Car drivers in Dubai may never need to set foot in a petrol station again.
Mobile petrol trucks are transforming the way people refuel their cars.
STORY-LINE:
In a city where almost anything can be delivered to one's doorstep, from groceries to clean laundry, Dubai's residents can now have fuel brought to their cars, with just a click of a button.
Cafu, is the brainchild of Rashid al-Ghurair, who hopes the service will help save people time.
Requests for the on-demand, 24-hour car refuelling service, are made through a phone app.
It offers customers convenience and helps them circumvent a long wait outside the gas station.
"I cant be bothered to wait in line at the gas station, especially during rush hour, it's a long line," says Hanadi Merchant-Habib, one of Cafu's earliest customers.
Dubai is known for its traffic jams, especially during the rush hour.
Stretched over an area of over 4,000 square kilometres, is the most populated emirate in the UAE.

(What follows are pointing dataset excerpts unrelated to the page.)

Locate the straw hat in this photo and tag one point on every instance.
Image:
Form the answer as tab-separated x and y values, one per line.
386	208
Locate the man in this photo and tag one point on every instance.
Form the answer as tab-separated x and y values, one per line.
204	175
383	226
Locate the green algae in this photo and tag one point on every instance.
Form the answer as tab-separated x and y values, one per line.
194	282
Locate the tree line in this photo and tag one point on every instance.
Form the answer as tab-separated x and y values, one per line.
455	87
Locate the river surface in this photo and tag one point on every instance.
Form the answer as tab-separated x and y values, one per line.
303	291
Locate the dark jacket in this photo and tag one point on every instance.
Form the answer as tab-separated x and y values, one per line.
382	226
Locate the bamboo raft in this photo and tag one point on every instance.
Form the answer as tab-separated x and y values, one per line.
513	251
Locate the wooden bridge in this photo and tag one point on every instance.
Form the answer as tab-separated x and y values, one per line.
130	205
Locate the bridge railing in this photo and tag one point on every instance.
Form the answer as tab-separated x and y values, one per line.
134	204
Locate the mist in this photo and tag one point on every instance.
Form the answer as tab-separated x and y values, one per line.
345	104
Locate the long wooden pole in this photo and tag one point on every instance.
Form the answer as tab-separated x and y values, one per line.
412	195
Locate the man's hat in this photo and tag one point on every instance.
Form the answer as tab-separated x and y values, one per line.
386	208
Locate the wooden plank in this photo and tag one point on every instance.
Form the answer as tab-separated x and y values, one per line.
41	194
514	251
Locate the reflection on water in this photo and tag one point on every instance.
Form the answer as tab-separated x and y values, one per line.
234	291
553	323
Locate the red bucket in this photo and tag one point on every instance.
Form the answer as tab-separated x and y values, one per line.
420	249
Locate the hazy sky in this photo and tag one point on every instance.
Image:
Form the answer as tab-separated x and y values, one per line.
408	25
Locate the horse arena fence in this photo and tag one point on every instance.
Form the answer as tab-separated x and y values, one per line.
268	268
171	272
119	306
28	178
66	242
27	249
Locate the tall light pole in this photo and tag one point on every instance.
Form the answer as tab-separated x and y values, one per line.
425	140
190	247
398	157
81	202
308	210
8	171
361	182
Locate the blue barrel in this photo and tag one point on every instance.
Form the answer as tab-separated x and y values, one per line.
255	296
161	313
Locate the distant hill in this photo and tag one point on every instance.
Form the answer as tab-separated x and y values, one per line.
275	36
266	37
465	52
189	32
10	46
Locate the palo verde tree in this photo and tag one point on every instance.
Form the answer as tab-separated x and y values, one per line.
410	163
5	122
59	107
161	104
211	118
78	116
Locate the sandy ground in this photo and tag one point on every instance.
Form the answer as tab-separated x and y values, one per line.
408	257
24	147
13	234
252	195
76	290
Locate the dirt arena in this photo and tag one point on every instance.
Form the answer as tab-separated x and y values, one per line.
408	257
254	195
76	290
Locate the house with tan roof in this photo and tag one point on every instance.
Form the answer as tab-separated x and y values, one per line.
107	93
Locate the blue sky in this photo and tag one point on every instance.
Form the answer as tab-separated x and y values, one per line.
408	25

There are more than 150 gas stations in Dubai, but many people complain they have to make a detour to refuel.
The idea for Cafu sprung up a few years ago when al-Ghurair felt that technology had "taken over almost everybody's life," he says.
"I was thinking how can I connect this to my own business, my own industry," says al-Ghurair.
To get the service provided by Cafu, customers do not even have to leave the house.
Hanadi sits at her home as a truck pulls up outside and begins refuelling it.
All customers need to do is schedule in advance, keep the gas tank open and make a payment online.
Cafu customers either pay 18 Emirati dirhams ($5) for the service on top of the market price per litre or have the option of paying 26 dirhams ($7) a month for limitless use of the service.
In 2017, the UAE deregulated fuel prices and introduced a policy tied to global prices and Cafu's pricing is the same as the monthly price of petrol in Dubai.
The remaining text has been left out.